Shura Cherkassky after a performance with the Israel Philharmonic Orchestra in Tel Aviv on January 3, 1954 (photograph by David Eldan, from Wikimedia Commons, public domain)
The pianist Shura Cherkassky holds a special place in my personal history of collecting recordings. One of my earliest (but not the first) CD purchases was a two-CD release by Nimbus Records entitled In Concert 1984. By the time of that release, I was no stranger to piano recitals. However, this was a “recital document” in which Alban Berg’s Opus 1 piano sonata was flanked on either side by Ferruccio Busoni’s reworking of the Chaconne movement from Johann Sebastian Bach’s D minor solo violin partita (BWV 1004) as the preceding selection and Franz Liszt’s “Funérailles,” taken from his Harmonies poétiques et religieuses (Poetic and Religious Harmonies), as the successor. Furthermore, this approach to programming was clearly not an outlier, because a subsequent Nimbus release situated the first and last of the “Ile de Feu” (fire island) movements in Olivier Messiaen’s set of four rhythm studies (Études de rythme) between Edvard Grieg’s Opus 7 sonata in E minor and Sergei Rachmaninoff’s Opus 42, deceptively entitled “Variations on a Theme of Corelli.” (Nimbus subsequently collected all of their Cherkassky releases in a limited-edition 8-CD box set.)
Cherkassky is the featured artist on the eleventh CD in the latest BBC Legends series. Most of the album is devoted to recordings made at a recital in Wigmore Hall on February 20, 1982. The primary selection on the program is Modest Mussorgsky’s Pictures at an Exhibition suite. This is followed by two encore tracks, the first of which is a composition by Cherkassky himself, “Prélude pathétique.” This is followed by Rachmaninoff’s transcription for solo piano of Nikolai Rimsky-Korsakov’s orchestral interlude in his opera The Tale of Tsar Saltan, best known by the title “Flight of the Bumblebee.” All of these solo performances are preceded by a concerto selection, Pyotr Ilyich Tchaikovsky’s Opus 23 (first) concerto for piano and orchestra in B-flat minor. Cherkassky performs with the London Symphony Orchestra conducted by Georg Solti in a concert at the Royal Festival Hall on January 30, 1968.

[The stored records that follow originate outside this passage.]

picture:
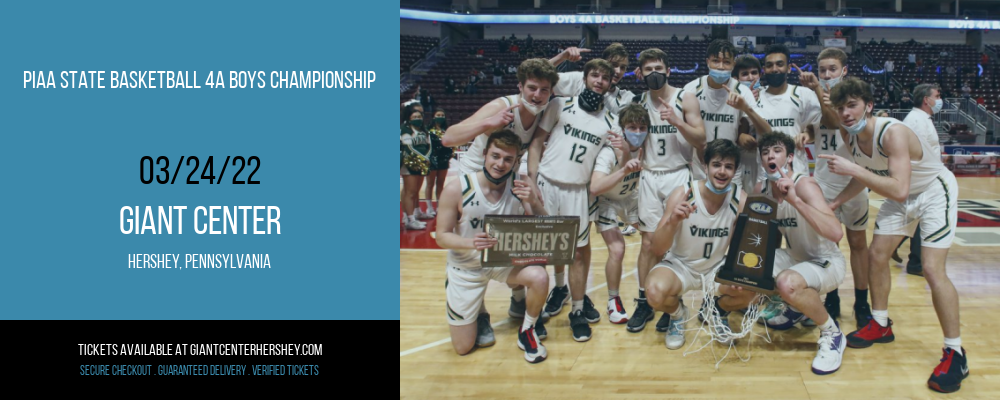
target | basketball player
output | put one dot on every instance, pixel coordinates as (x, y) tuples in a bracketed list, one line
[(579, 128), (789, 109), (519, 113), (464, 204), (695, 235), (723, 101), (572, 84), (853, 214), (747, 71), (894, 162), (614, 182), (812, 262), (675, 131)]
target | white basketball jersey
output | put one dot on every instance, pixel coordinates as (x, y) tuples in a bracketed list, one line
[(702, 239), (665, 148), (790, 113), (607, 162), (574, 141), (721, 120), (803, 242), (828, 141), (923, 172), (571, 84), (472, 159), (475, 207)]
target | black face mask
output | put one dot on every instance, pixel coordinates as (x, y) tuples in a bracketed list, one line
[(655, 80), (493, 180), (775, 79), (590, 100)]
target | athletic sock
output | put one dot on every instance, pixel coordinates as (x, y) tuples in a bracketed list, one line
[(881, 316), (954, 343), (529, 321)]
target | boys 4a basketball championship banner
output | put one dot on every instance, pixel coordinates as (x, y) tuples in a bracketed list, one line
[(530, 240), (750, 260)]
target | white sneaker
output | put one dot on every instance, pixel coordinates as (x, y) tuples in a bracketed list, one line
[(675, 334), (414, 225), (830, 353), (628, 230)]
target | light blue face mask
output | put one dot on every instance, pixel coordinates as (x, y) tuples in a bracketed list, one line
[(719, 76), (857, 128), (635, 138), (712, 188)]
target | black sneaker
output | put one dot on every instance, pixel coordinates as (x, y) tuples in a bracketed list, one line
[(517, 308), (862, 313), (663, 323), (643, 313), (832, 304), (593, 316), (557, 297), (948, 375), (580, 326)]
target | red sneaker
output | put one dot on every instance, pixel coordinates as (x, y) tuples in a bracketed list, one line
[(870, 334), (948, 375)]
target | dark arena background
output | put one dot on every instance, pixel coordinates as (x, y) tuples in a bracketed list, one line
[(892, 45)]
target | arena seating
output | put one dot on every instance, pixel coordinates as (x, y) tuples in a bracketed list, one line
[(934, 68), (411, 48)]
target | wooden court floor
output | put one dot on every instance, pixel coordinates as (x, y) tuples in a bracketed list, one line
[(618, 364)]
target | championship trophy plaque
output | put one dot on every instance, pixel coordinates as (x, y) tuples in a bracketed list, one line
[(750, 260)]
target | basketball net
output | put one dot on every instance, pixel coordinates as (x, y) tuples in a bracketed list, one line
[(715, 331)]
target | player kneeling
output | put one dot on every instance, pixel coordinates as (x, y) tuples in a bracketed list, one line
[(812, 262), (464, 204), (694, 234)]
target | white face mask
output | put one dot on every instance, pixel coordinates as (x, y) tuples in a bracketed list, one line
[(531, 107), (938, 105)]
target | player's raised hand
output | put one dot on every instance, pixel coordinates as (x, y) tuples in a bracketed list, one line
[(801, 140), (634, 164), (503, 118), (667, 113), (574, 53), (807, 79), (615, 140)]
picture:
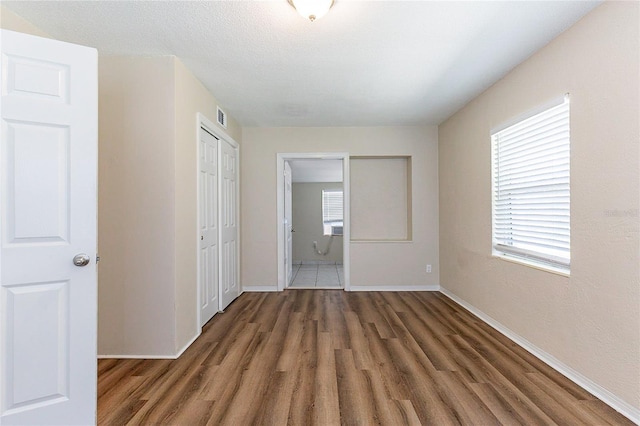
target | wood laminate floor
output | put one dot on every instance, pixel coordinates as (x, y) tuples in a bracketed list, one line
[(327, 357)]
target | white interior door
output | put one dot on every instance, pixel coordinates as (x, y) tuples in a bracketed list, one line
[(48, 163), (288, 224), (208, 222), (229, 283)]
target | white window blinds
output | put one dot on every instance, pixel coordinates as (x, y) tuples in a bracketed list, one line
[(331, 206), (531, 188)]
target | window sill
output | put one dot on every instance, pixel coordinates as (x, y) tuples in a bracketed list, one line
[(533, 264)]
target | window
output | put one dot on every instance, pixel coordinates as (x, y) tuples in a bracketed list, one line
[(332, 219), (531, 189)]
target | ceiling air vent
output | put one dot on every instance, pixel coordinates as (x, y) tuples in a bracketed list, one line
[(222, 118)]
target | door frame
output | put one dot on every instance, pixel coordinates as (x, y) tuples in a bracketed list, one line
[(281, 158), (204, 122)]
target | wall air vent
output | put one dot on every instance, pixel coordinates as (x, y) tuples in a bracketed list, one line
[(222, 118)]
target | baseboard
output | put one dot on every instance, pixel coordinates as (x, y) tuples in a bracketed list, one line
[(394, 288), (259, 289), (176, 356), (189, 343), (587, 384)]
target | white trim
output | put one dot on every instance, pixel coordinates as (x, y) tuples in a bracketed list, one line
[(395, 288), (223, 123), (189, 343), (137, 357), (176, 356), (260, 289), (281, 158), (587, 384)]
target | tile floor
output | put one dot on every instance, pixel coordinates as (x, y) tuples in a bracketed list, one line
[(324, 275)]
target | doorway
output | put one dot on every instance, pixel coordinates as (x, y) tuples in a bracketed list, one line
[(316, 254)]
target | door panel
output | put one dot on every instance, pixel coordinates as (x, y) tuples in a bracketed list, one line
[(288, 224), (208, 200), (48, 163), (230, 288)]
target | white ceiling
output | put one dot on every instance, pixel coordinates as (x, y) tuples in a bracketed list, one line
[(365, 63)]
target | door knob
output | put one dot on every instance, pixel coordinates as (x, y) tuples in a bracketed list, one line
[(81, 259)]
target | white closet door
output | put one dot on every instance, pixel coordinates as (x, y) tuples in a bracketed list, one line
[(208, 217), (229, 285)]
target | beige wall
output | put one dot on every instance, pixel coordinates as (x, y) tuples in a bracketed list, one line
[(307, 222), (147, 225), (390, 264), (13, 22), (380, 199), (147, 204), (135, 206), (590, 321), (191, 98)]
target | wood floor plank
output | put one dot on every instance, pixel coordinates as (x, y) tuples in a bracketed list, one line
[(326, 383), (328, 357)]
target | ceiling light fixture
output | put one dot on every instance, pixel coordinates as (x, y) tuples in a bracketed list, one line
[(311, 9)]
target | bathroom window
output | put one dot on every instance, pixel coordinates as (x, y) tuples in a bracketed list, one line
[(332, 217)]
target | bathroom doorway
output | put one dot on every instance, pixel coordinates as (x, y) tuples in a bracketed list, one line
[(313, 225)]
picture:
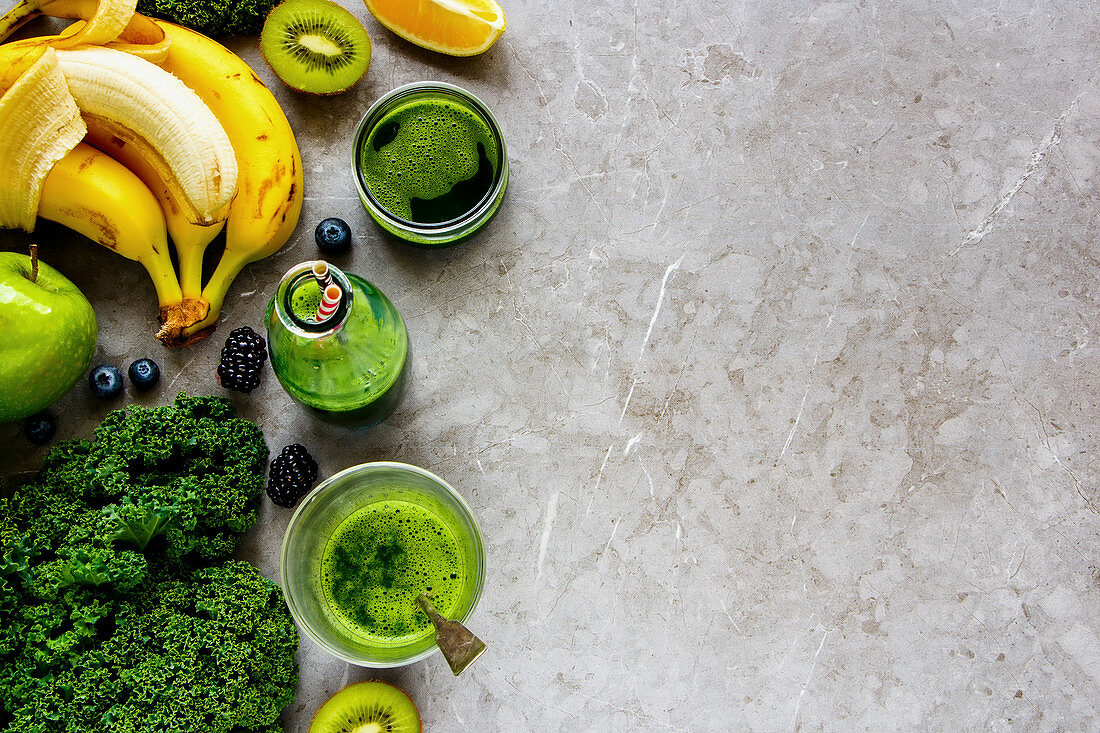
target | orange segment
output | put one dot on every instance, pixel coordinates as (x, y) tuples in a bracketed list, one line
[(458, 28)]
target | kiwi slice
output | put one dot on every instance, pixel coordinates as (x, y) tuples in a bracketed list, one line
[(316, 46), (374, 707)]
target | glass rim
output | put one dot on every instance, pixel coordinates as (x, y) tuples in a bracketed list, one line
[(314, 495), (299, 327), (442, 228)]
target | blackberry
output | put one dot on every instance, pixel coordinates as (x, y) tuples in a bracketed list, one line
[(293, 474), (242, 359)]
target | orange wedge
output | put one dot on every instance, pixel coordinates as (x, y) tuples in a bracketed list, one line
[(458, 28)]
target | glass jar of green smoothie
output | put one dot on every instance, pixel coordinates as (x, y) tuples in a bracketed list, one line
[(349, 367), (430, 164)]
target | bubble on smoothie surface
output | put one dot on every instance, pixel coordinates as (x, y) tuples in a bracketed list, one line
[(421, 150), (380, 559)]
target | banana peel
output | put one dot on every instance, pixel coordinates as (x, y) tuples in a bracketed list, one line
[(43, 124)]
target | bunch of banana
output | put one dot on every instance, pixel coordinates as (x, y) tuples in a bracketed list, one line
[(191, 146)]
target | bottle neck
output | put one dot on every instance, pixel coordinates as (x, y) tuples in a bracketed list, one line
[(299, 293)]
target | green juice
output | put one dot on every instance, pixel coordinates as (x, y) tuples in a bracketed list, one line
[(380, 559), (429, 161)]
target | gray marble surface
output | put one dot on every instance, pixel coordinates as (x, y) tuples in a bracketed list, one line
[(773, 385)]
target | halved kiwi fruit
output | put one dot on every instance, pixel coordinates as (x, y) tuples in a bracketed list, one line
[(316, 46), (374, 707)]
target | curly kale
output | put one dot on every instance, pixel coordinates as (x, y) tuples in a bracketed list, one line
[(211, 17), (119, 612)]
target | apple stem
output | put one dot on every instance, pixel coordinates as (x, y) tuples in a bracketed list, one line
[(34, 263)]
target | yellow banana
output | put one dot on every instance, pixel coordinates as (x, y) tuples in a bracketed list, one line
[(265, 210), (147, 107), (107, 19), (189, 239), (89, 192)]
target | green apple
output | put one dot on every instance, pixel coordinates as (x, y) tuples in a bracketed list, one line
[(47, 334)]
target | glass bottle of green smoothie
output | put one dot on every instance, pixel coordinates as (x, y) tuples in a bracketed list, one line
[(347, 367)]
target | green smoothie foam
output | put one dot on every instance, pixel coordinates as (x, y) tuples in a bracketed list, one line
[(380, 559), (429, 161)]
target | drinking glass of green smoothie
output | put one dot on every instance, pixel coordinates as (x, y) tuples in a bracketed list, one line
[(430, 164), (360, 549)]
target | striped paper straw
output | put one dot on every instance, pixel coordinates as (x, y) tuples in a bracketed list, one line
[(330, 301), (321, 274)]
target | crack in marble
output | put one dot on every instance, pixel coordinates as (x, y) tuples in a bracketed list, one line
[(1036, 163)]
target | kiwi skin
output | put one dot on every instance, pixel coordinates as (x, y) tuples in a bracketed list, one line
[(290, 62), (318, 725)]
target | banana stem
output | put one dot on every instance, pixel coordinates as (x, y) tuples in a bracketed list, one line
[(34, 263), (217, 288)]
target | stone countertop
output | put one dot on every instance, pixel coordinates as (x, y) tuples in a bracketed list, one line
[(773, 385)]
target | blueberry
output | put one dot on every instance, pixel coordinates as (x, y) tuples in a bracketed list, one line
[(106, 381), (40, 428), (333, 236), (144, 373)]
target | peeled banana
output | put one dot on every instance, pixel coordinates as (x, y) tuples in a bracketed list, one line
[(204, 133), (189, 239), (98, 197), (150, 108)]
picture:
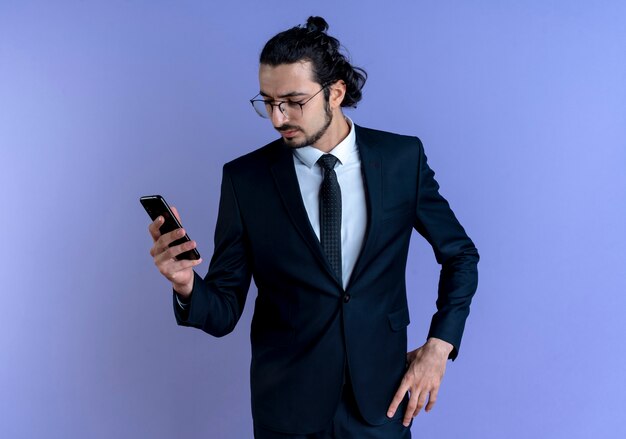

Like many (most), my “first contact” with Pictures was through Maurice Ravel’s orchestration. Indeed, that was one of my earliest pocket score acquisitions. I cannot remember when I first encountered the original version. Most likely it was at a recital at Carnegie Hall that left me totally hooked on that music as it had been written for solo piano. By now I have acquired a few recordings of pianists performing the composition; but Cherkassky definitely had me hooked from the opening “Promenade” to all the notes piled up to depict “The Bogatyr Gates” (better known as “The Great Gate of Kiev”).
The Tchaikovsky concerto did not make quite as much as an impact. One got the sense that both pianist and conductor acknowledged that, between concert performances and recordings, this is music that has been encountered by most listeners too many times. Nevertheless, there were a generous number of moments that revealed serious and nuanced attention to the details in the score.
This album was Cherkassky’s first appearance in a BBC Legends anthology. However, according to his Wikipedia page, the recording is one of six “singles” released by the BBC Legends label. While I am delighted to have this particular album in my collection, the release that really interests me is the one consisting of two piano concertos. Ludwig van Beethoven’s Opus 73 (fifth) piano concerto (given the title of “Emperor”) is followed by George Gershwin’s “Concerto in F.” This was not Cherkassky’s only connection with an American composer, since Leonard Bernstein was included on one of his Nimbus albums. Given that I have previously written about Sviatoslav Richter’s recording of “Concerto in F,” I would definitely like to give those tracks side-by-side listening with Cherkassky’s interpretation!